Professor Dr. Martin Grunwald ist Gründer und Leiter des Haptik-Forschungslabors am Paul-Flechsig-Institut für Hirnforschung an der Medizinischen Fakultät der Universität Leipzig. In seinem Buch „Homo hapticus“ beschreibt er die lebenswichtige Rolle unseres Tastsinnes. Für die Libelle äußert er sich dazu im Interview in Bezug auf die massiven Änderungen angesichts der aktuellen Einschränkungen.


Libelle: Kann körperliche Distanz auch zu mentaler Distanz und Grundmisstrauen führen?
Prof. Dr. Martin Grunwald: Das ist ein Begleiteffekt und neuer Aspekt: Fremde (also nicht der engste Familienkreis oder Nahestehende) bedeuten ja in der Tat momentan eine potenzielle Gefahr. Dadurch kommt es zu einer übervorsichtigen Grundhaltung. Und das wirkt auch auf mentaler Ebene. Damit fühlen wir uns isolierter und auch nicht mehr so wohl. Mich erinnert das an die Zeiten der DDR mit der Stasi, als jeder im anderen auch eine mögliche Gefahr sah. Vertrauen hatten wir nur zu wenigen, dann aber zu 100 Prozent.


Libelle: Wie wichtig ist Urvertrauen für uns?
Martin Grunwald: Urvertrauen bedeutet mentale Gesundheit, wenig Angst zu haben und neugierig auf die Welt und die anderen zu sein. Psychisch kranke Kinder oder Erwachsene hingegen haben gegenüber jedem und allem außerhalb der vier Wände Misstrauen. Das Äußere scheint ihnen immer gefährlich.


Libelle: Worin liegt Ihrer Meinung nach die besondere Herausforderung der momentanen Situation?
Martin Grunwald: Man sieht, wie Menschen in Krisen normalerweise näher zusammenrücken und sich gegenseitig helfen, wie zum Beispiel beim Jahrhunderthochwasser an der Elbe. Das wirkt wohltuend und stärkt als Gruppe. Nun aber müssen wir genau das Gegenteil praktizieren und das verunsichert. Wir können nur helfen, indem wir auf körperliche Distanz gehen.

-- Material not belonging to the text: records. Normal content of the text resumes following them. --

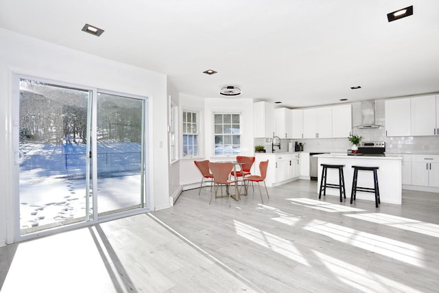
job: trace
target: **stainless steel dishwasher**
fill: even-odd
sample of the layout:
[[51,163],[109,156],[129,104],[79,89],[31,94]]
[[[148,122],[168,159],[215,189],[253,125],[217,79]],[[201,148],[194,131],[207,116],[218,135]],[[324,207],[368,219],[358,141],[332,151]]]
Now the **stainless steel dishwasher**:
[[315,154],[329,154],[328,152],[310,152],[309,153],[309,178],[317,181],[317,177],[318,176],[318,158],[314,156]]

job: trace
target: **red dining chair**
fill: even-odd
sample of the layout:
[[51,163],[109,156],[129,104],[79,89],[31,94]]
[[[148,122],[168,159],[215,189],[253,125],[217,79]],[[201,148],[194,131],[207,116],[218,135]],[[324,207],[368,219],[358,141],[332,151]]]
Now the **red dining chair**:
[[238,163],[243,163],[244,165],[241,165],[241,169],[236,172],[232,171],[230,175],[236,177],[245,177],[248,175],[251,175],[250,169],[254,163],[254,156],[237,156],[236,161]]
[[203,176],[203,178],[201,178],[201,185],[200,185],[200,191],[198,191],[198,196],[200,196],[200,193],[201,192],[201,187],[203,187],[203,180],[204,178],[211,179],[211,192],[212,192],[212,184],[213,183],[213,175],[211,173],[211,171],[209,169],[209,160],[204,161],[194,161],[193,163],[195,165],[197,166],[201,174]]
[[259,195],[261,196],[261,201],[263,203],[263,200],[262,199],[262,192],[261,192],[261,185],[259,183],[261,181],[263,182],[263,185],[265,187],[265,191],[267,191],[267,197],[270,198],[270,196],[268,195],[268,190],[267,189],[267,185],[265,185],[265,176],[267,176],[267,167],[268,167],[268,160],[263,161],[259,163],[259,170],[261,171],[261,176],[257,175],[251,175],[247,177],[245,177],[242,179],[244,182],[244,187],[246,188],[246,193],[247,193],[247,185],[246,182],[251,182],[252,184],[254,182],[258,183],[258,187],[259,187]]
[[[238,192],[238,186],[237,185],[237,180],[229,180],[228,176],[230,174],[230,171],[232,171],[232,168],[233,168],[233,164],[232,163],[209,163],[209,167],[212,171],[212,174],[213,174],[213,183],[215,183],[215,198],[217,198],[217,194],[218,193],[218,187],[221,185],[221,196],[222,197],[222,185],[226,185],[226,191],[228,194],[228,197],[230,198],[230,202],[228,206],[230,207],[232,202],[232,195],[231,192],[230,192],[229,187],[230,184],[235,183],[235,194],[237,196],[239,196]],[[212,196],[213,196],[213,194],[211,196],[211,200],[209,202],[210,204],[212,202]]]

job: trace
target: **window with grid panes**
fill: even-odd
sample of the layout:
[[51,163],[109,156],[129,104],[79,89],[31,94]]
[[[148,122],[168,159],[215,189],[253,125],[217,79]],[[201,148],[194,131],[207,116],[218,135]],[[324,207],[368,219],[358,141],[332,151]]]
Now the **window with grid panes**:
[[215,155],[241,154],[241,115],[214,114]]
[[183,111],[183,157],[198,155],[198,124],[196,112]]

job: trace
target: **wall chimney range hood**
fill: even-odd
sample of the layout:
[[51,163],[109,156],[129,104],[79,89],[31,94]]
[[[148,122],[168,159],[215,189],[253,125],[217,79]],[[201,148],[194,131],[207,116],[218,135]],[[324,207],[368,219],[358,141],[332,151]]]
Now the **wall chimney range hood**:
[[381,125],[375,121],[375,101],[370,99],[361,102],[361,124],[355,126],[357,129],[377,129]]

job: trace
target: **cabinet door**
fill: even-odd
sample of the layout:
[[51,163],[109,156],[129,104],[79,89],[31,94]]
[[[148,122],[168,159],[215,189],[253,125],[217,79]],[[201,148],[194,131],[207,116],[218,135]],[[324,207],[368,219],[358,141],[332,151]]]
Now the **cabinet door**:
[[292,137],[292,113],[287,108],[274,110],[274,135],[281,139]]
[[301,152],[299,154],[299,156],[300,156],[300,176],[309,176],[309,153]]
[[303,138],[303,110],[292,110],[292,139]]
[[317,138],[331,137],[332,137],[332,107],[318,108]]
[[412,135],[436,134],[436,97],[412,97],[411,102]]
[[254,137],[273,137],[273,106],[265,102],[253,104]]
[[287,180],[288,176],[289,161],[278,161],[276,162],[276,182]]
[[303,138],[317,138],[317,109],[303,110]]
[[401,165],[403,184],[412,184],[412,157],[410,155],[403,155]]
[[439,163],[430,163],[429,186],[439,187]]
[[412,163],[412,184],[428,186],[429,163],[425,162]]
[[386,135],[410,136],[410,98],[385,100],[384,105]]
[[332,137],[348,137],[352,131],[352,106],[348,105],[332,107]]

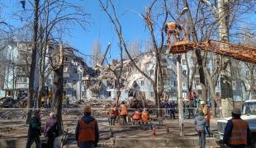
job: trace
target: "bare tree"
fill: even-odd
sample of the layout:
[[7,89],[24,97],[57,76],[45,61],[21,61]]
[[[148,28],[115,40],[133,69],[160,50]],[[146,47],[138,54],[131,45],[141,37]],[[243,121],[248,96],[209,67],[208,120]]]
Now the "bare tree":
[[[141,54],[141,44],[140,40],[133,40],[128,44],[128,50],[132,58]],[[128,58],[127,54],[124,54],[124,58]]]
[[[132,65],[135,67],[135,69],[138,70],[140,73],[141,73],[144,76],[145,76],[153,85],[155,104],[156,104],[156,106],[159,108],[159,100],[160,100],[159,98],[164,91],[160,53],[164,48],[164,26],[165,26],[166,20],[168,17],[168,13],[167,13],[167,9],[166,9],[167,8],[166,1],[163,1],[163,3],[164,3],[163,5],[165,7],[163,7],[164,8],[162,7],[164,12],[162,13],[163,16],[161,18],[164,21],[162,20],[162,22],[159,25],[159,28],[157,28],[159,27],[159,25],[154,25],[154,18],[153,18],[154,8],[157,7],[156,6],[157,1],[153,1],[153,2],[149,5],[149,7],[146,7],[145,14],[140,15],[140,16],[145,22],[147,29],[149,30],[150,33],[153,52],[156,57],[156,66],[154,69],[154,79],[151,78],[146,73],[145,73],[143,71],[141,71],[141,69],[140,69],[140,67],[136,65],[132,57],[130,56],[126,41],[123,38],[121,24],[120,23],[119,19],[117,18],[116,7],[112,1],[109,1],[108,2],[105,4],[101,0],[99,0],[99,2],[100,2],[101,7],[103,9],[103,11],[107,13],[107,16],[111,20],[111,22],[112,23],[114,26],[114,30],[118,35],[120,43],[121,46],[124,48],[129,59],[131,61]],[[159,7],[157,7],[157,8],[159,8]],[[111,11],[112,12],[112,14],[110,12]],[[155,19],[158,19],[158,17],[156,17]],[[154,35],[155,34],[154,30],[157,30],[157,29],[159,29],[161,32],[160,41],[159,43]],[[159,112],[158,112],[158,115],[159,115]]]
[[34,31],[33,31],[33,49],[31,55],[31,63],[30,67],[30,76],[29,76],[29,94],[27,99],[27,114],[26,114],[26,124],[30,123],[31,118],[31,108],[33,95],[35,93],[34,90],[34,79],[35,79],[35,70],[36,70],[36,52],[37,52],[37,36],[38,36],[38,20],[39,20],[39,1],[34,1]]

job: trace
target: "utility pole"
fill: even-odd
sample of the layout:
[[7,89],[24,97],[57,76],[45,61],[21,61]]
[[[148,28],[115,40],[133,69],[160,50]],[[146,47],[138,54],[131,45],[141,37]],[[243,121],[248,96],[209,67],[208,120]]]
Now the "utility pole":
[[29,76],[29,93],[27,99],[27,106],[26,106],[26,124],[29,123],[31,118],[31,108],[33,104],[33,96],[34,96],[34,79],[35,79],[35,69],[36,63],[36,53],[37,53],[37,31],[38,31],[38,12],[39,12],[39,1],[34,0],[34,30],[33,30],[33,49],[31,55],[31,62],[30,68],[30,76]]
[[181,55],[177,57],[177,82],[178,82],[178,116],[179,116],[179,135],[184,136],[184,113],[183,113],[183,78],[182,78],[182,66]]
[[[219,35],[221,41],[228,42],[229,39],[229,0],[218,0],[218,15],[220,20]],[[220,44],[220,49],[225,49],[225,44]],[[231,62],[230,58],[223,58],[220,67],[226,64],[226,67],[220,73],[220,96],[222,116],[230,117],[233,109],[233,90],[231,79]],[[222,66],[222,67],[221,67]]]

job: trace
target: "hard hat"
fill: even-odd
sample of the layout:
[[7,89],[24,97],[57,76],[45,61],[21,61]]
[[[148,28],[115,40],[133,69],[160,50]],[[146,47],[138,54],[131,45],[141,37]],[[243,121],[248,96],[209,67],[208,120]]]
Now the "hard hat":
[[85,105],[84,106],[84,113],[91,113],[91,106]]
[[206,102],[205,101],[201,101],[200,104],[206,104]]
[[234,109],[232,111],[232,113],[240,115],[241,114],[241,110],[239,108],[234,108]]

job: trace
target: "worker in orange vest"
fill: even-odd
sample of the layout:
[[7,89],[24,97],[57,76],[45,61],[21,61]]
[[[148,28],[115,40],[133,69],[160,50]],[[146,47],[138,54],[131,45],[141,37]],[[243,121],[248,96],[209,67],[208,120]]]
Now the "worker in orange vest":
[[250,146],[250,130],[248,123],[240,118],[241,110],[234,108],[231,114],[232,118],[228,121],[225,127],[224,143],[231,148],[245,148]]
[[149,120],[149,113],[147,112],[147,109],[144,108],[143,112],[141,113],[141,121],[144,124],[148,124]]
[[126,116],[128,115],[128,111],[124,101],[121,103],[120,108],[120,118],[123,120],[122,125],[127,125]]
[[115,125],[116,116],[118,115],[118,109],[116,104],[111,106],[109,112],[110,125]]
[[210,107],[206,104],[205,101],[200,102],[200,111],[202,112],[205,115],[205,118],[206,120],[206,136],[207,137],[210,137],[211,136],[211,129],[210,129],[210,119],[211,119],[211,110]]
[[136,124],[139,123],[140,124],[141,121],[141,109],[135,110],[135,113],[132,114],[132,124]]
[[79,148],[94,148],[99,140],[97,122],[91,116],[91,107],[84,106],[84,115],[78,120],[75,137]]

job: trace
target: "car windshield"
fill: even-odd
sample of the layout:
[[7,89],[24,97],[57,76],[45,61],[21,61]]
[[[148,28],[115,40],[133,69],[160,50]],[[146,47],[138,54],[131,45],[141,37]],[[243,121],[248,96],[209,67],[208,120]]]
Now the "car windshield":
[[243,113],[244,114],[256,115],[256,102],[246,102],[244,104]]

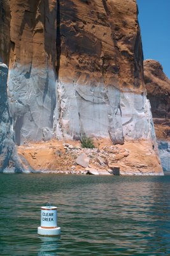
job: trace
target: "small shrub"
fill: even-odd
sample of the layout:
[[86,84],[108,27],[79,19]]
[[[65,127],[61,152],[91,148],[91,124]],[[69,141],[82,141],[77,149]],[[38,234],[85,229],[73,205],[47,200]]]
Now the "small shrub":
[[93,140],[90,138],[87,138],[85,136],[82,137],[81,142],[82,148],[94,148],[94,145],[93,143]]

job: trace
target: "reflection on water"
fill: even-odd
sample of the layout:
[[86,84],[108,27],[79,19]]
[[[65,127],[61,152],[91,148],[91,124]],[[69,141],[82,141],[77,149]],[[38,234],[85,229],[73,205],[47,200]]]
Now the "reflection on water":
[[38,250],[38,256],[56,255],[60,237],[46,237],[39,236],[41,241]]
[[[170,176],[1,175],[0,255],[170,255],[169,182]],[[46,202],[59,207],[60,237],[37,234]]]

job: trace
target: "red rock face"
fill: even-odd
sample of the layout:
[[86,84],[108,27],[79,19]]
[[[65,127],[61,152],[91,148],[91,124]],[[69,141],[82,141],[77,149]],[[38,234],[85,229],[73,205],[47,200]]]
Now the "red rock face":
[[159,62],[144,61],[145,82],[158,138],[170,139],[170,80]]
[[0,62],[8,65],[10,50],[10,12],[8,1],[0,1]]
[[99,82],[139,93],[144,90],[136,1],[60,0],[58,6],[62,80]]

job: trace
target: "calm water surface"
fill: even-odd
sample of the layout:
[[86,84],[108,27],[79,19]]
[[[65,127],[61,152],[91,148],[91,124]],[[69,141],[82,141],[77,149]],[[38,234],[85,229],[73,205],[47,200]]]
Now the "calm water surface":
[[[170,255],[170,176],[0,175],[1,255]],[[60,238],[39,237],[59,207]]]

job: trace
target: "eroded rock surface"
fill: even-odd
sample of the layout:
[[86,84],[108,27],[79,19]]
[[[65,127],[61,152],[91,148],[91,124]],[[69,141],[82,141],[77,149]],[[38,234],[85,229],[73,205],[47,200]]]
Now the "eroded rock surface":
[[0,53],[9,62],[16,143],[84,135],[121,145],[143,140],[156,157],[136,1],[2,3]]
[[8,67],[0,62],[0,172],[11,173],[22,172],[22,169],[13,141],[6,92],[7,77]]
[[[65,147],[66,142],[73,144],[73,148]],[[141,140],[113,145],[109,139],[96,139],[94,145],[95,148],[83,148],[80,141],[53,140],[19,146],[18,152],[37,172],[163,175],[158,154],[150,141]],[[99,163],[99,157],[103,159],[103,164]],[[78,158],[80,158],[80,161],[78,161]],[[83,164],[85,159],[87,161]]]
[[144,61],[144,74],[162,164],[170,171],[170,80],[153,60]]
[[56,1],[10,0],[8,99],[15,141],[49,140],[55,106]]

Libelle: Inwiefern verändert Corona unseren Alltag noch?
Martin Grunwald: Zunächst einmal kann man aktuell schon folgende Unterschiede feststellen: Hierarchien fallen plötzlich weg - reich oder arm, weniger klug oder schlau, angesichts Corona sind alle gleich. Lange wurde die biologische Perspektive auf den Menschen als Biologismus abgewertet. Mit der sich immer weiter entwickelnden Technik dachte man, man hätte eine Allmacht gegenüber der Natur. Nun aber sehen wir, dass wir bedingungslos ein Teil der Biologie unseres Planeten sind. Ein Nanometer kleiner Virus hat eine weltweite Wirkung. Er legt unser Leben lokal und global lahm.


Libelle: Was wünschen Sie sich für die Zukunft?
Martin Grunwald: Nun sind viele Kinder noch mehr auf der digitalen Ebene unterwegs. Diese bietet jedoch nicht die Komplexität der analogen Welt. Deshalb ist es in Coronazeiten und auch danach umso wichtiger, über zwischenmenschliche körperliche Berührungen zwischen Kindern und Eltern hinaus darauf zu achten, dass der Nachwuchs genügend haptische Reize bekommt. Für die Zukunft glaube und hoffe ich, dass der Wunsch nach analogen Begegnungen und Erfahrungen mehr ausgelebt wird und dass die wohltuende verlangsamte Schrittgeschwindigkeit, die wir jetzt gerade erleben, auch erhalten bleibt. Bewährte Verhaltensänderungen aus der Krise sollten wir mit in den Alltag nach dem Lockdown nehmen.

Vielen Dank für das Gespräch und alles Gute!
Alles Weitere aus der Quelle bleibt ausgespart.